Tuesday 29 January 2019

RETRO REVEWING: Random trio - Sally Weiner Grotta, Sam Millar and Jason Starr

Another trio of random titles plucked from my seemingly never ending supply of reviews that have not been blogged! This first was an ebook. I joined Librarything primarily as a vehicle to post my reviews when I was just reviewing for Real Readers. Then I saw Librarything offered ARCs and in spite of my antipathy towards e-reading I was attracted to this book. Published in June 2013 it looks at prejudice.

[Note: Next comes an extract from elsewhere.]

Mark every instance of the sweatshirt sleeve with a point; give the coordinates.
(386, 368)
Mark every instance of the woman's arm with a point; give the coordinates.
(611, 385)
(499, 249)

This was an e-book from LibraryThing.
There are two aspects of this book that really stood out for me; one was the cinematographic descriptions.
Right from the start of the book I could see the landscapes and the people and the events unfold as if I were watching a film. And it made me think that I would love to see this story on the big screen. 
The second and dominant aspect was the book’s ability to challenge our preconceptions of what racism and prejudice is really all about. 
I’m not one for going down the spoilers route when I’m reviewing books so suffice to say the character who is the victim of prejudice and discrimination is also in possession of prejudice which dictates their thoughts and actions. The final dénouement, whilst never resolving the wider aspects of prejudice does show how an individual can confront their own bigotry and overcome it.
This is a deceptive book, you can get swept up in the narrative of the story and then the full impact and depth of the themes dealt with in the book really hit you.


It is well worth reading.


The second which hit the bookstands in September 2014 was a YA tale of kids taking matters into their own hands. 



This was a gripping tale that bounced along on a wave of adolescence angst and violence. Atmospheric, full of suspense and revenge. It reminded me of other books I’d read. Craig Silvey’s Jasper Jones particularly the mother figure. I half expected Tommy to have to dig a hole in the garden when his mother’s wrath was working itself into a crescendo of suitable punishment. Lorenzo Carcaterra’s Sleepers, The Lovely Bones, or maybe it follows the fashion of having adolescent boys as narrators, The Perks of Being A Wallflower, Looking for Alaska. I felt, as they were characters I already knew but had become enmeshed in a new plot.
I am not a fan of violence. There are times when it is fundamental to the plot or the point the writer is trying to make. I did feel here that it was often gratuitous. And as such it was a joyless book in many respects.
However it was well constructed and well written, no real surprises in terms of the plot and the outcome. It is not an uncommon device to steer the reader into believing that one person is responsible for an action that was in fact perpetrated by someone else. 

But it is how you arrive there that separates a good writer from a bad. And this is the work of a good writer.

The final offering today is another book by Jason Starr, I should have put them both together in their own past. Too late!! Published in October 2015 Starr's uncomfortable fiction continued to draw me in.



Savage Lane makes Peyton Place seem like Toytown. This is a novel of obsession. Obsessive obsession even. And like Cold Caller there are no likeable characters in this story. Even the people whose behaviour is not reprehensible, and there aren’t many (!), are not inherently likeable. It’s very uneasy reading and yet you are carried along in a relentless current. You wonder how one group of people can all get it so badly wrong at the same time. Like Cold Caller there is what I would like to call that frustrating ‘essence of Highsmith’ where a single misplaced thought or action takes a character or characters down a very wrong road. and you are willing them not to do it, not to think that way, not to take that particular action, but they do, again and again. It’s a crime story and yet it isn’t. It’s the psychology of obsession and the destruction it wreaks on those involved whether they are choosing to be involved or not. Without the obsession there is no crime. American suburban life is not all that it seems.

To say this is an enjoyable book is hard but it does compel you to read on and on and on. I read this in a couple of days because I couldn't put it down. I read it in preference to doing other more pressing and important things because I couldn't put it down. It was almost as if I had become obsessed by the book. Mr. Starr must be some kind of conjuror!! But the overall feeling is one of being slightly unnerved by it all.